My father’s presence wasn’t felt in the same way anymore, either. Instead of seeing him every night, I would only get to see him for visitation every other weekend or so. He was now the part-time father, and by the time I was 14 he had moved away to New Jersey.
Those weekend visits became occasional phone calls and annual summer trips.
The changes for my siblings and me were immediate, even though the effects weren’t always felt right away. We were latchkey kids now. We had to take care of ourselves while Mom was at work.
Without my mother’s constant physical presence – she had to do what she had to do to put food on the table – and without the always-looming presence of my father, the fear of consequences for my behavior slowly dwindled.
Let’s be honest: children taking care of children isn’t the best recipe for accountability. Try as they might, my siblings simply were not Mom or Dad. They were not equipped to be my caregiver or discipline me when needed.
So, without constant parental supervision it was up to me, at 10 years old, to decide what was best.
Things started out somewhat innocently, such as staying home from school to play video games and watch TV while eating too much candy or junk food and drinking too much soda.
As I began to mature, so did my misdeeds. As I began to see less and less of my father, my search for a substitute drove me to get mixed up with the wrong crowd. As my mother would say, I had too many negative influences.
By age 13, staying home from school to play video games and eat junk food became skipping school with my friends, smoking, drinking and doing drugs. Think Lord of the Flies without the deserted island and at least minimal adult supervision.
By age 14, I was shoplifting, too. On one occasion, the store owner caught my friends and me in the act and took justice into his own hands. He put a grown-man whupping on me. I’m lucky that’s all he did.
When my mother found out what happened, she immediately called the police. I lied to her when she asked me about it. I blamed it all on the store owner. When the police talked to the store owner, he told the truth about my friends and me, and they told my mother. I was banned from hanging out with them and from ever going back to the store – and the store owner agreed not to press charges if we didn’t. It could’ve been much worse.
As I grew older, some of the things I was mixed up in got worse and some got better. Despite all this, I eventually grew up, managed to finish high school, graduate from college and even start a family of my own.
Looking back now, I can clearly see the effect it had on my life when my father left.

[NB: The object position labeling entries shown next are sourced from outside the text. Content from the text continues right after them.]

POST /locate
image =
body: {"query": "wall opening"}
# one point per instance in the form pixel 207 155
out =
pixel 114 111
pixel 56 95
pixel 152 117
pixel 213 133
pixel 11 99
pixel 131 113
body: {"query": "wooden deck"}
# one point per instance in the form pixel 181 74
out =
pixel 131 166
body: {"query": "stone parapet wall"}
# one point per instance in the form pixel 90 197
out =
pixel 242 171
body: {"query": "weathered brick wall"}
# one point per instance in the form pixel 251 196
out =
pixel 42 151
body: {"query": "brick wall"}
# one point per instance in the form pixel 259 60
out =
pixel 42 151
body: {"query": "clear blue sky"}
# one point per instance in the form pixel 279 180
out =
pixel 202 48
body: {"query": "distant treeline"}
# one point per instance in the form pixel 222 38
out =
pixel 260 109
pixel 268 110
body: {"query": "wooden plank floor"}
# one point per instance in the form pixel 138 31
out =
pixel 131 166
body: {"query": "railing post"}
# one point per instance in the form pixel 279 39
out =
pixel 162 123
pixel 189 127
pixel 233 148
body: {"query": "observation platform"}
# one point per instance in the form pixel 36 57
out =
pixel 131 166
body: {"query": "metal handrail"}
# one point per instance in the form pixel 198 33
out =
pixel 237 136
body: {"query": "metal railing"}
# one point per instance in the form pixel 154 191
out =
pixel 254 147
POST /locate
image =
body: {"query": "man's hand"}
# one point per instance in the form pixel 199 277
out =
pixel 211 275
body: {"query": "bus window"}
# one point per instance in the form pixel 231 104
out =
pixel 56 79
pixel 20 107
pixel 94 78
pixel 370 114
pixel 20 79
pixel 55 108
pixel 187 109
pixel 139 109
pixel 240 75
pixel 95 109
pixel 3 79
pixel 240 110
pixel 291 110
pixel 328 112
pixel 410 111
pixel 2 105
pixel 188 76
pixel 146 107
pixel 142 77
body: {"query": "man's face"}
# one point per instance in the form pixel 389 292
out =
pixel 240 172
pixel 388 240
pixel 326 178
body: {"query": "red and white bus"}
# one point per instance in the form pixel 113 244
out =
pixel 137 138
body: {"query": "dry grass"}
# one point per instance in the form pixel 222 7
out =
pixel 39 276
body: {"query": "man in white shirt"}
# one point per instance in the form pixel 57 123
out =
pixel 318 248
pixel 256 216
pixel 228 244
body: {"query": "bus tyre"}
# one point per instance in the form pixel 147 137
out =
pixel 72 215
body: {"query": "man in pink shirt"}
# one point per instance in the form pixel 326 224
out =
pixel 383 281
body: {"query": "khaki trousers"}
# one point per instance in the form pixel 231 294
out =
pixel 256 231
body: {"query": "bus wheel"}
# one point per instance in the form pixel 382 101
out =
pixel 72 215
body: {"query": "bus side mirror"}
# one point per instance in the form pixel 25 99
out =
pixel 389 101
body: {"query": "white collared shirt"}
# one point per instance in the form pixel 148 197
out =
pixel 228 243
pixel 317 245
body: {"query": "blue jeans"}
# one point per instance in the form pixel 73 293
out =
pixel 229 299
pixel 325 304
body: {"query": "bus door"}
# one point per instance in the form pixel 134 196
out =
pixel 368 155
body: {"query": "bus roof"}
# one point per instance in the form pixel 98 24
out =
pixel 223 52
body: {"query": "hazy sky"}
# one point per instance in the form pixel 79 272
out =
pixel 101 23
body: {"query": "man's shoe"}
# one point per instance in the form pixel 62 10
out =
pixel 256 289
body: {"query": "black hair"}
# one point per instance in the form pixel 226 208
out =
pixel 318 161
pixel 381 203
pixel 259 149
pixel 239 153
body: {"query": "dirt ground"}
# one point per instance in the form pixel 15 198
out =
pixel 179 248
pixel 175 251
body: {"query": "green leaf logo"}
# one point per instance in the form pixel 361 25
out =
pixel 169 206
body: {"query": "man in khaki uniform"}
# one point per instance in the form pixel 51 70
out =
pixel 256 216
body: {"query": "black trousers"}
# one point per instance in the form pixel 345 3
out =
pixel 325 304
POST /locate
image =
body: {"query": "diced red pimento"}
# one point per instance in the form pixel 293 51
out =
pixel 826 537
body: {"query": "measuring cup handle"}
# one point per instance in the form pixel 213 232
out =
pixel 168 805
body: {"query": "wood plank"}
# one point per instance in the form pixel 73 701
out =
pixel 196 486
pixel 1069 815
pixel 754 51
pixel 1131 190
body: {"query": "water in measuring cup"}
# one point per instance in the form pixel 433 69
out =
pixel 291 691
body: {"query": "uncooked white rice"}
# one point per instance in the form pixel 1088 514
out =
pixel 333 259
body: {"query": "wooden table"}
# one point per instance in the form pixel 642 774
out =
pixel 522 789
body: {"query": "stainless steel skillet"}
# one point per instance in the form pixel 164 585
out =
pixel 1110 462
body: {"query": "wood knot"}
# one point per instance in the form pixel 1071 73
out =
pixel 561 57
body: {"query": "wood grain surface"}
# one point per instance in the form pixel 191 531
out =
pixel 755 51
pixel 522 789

In three short years I went from a sheltered 10-year-old boy to a bona fide juvenile delinquent.
That said, I was one of the lucky ones. While I became a child of a fatherless home at age 10, at least I’d had a father in the home for those 10 years. Perhaps most importantly, I had a strong, Christian mother who did everything in her power to raise me to be a strong, Christian man.
The fact so many children in America do not have these luxuries isn’t lost on me at all.
As I think about all those statistics I shared on the perils of fatherless homes, I realize I came up just short of falling on the most severe end of that spectrum.
And I cannot help but think, “There, but for the grace of God, go I.”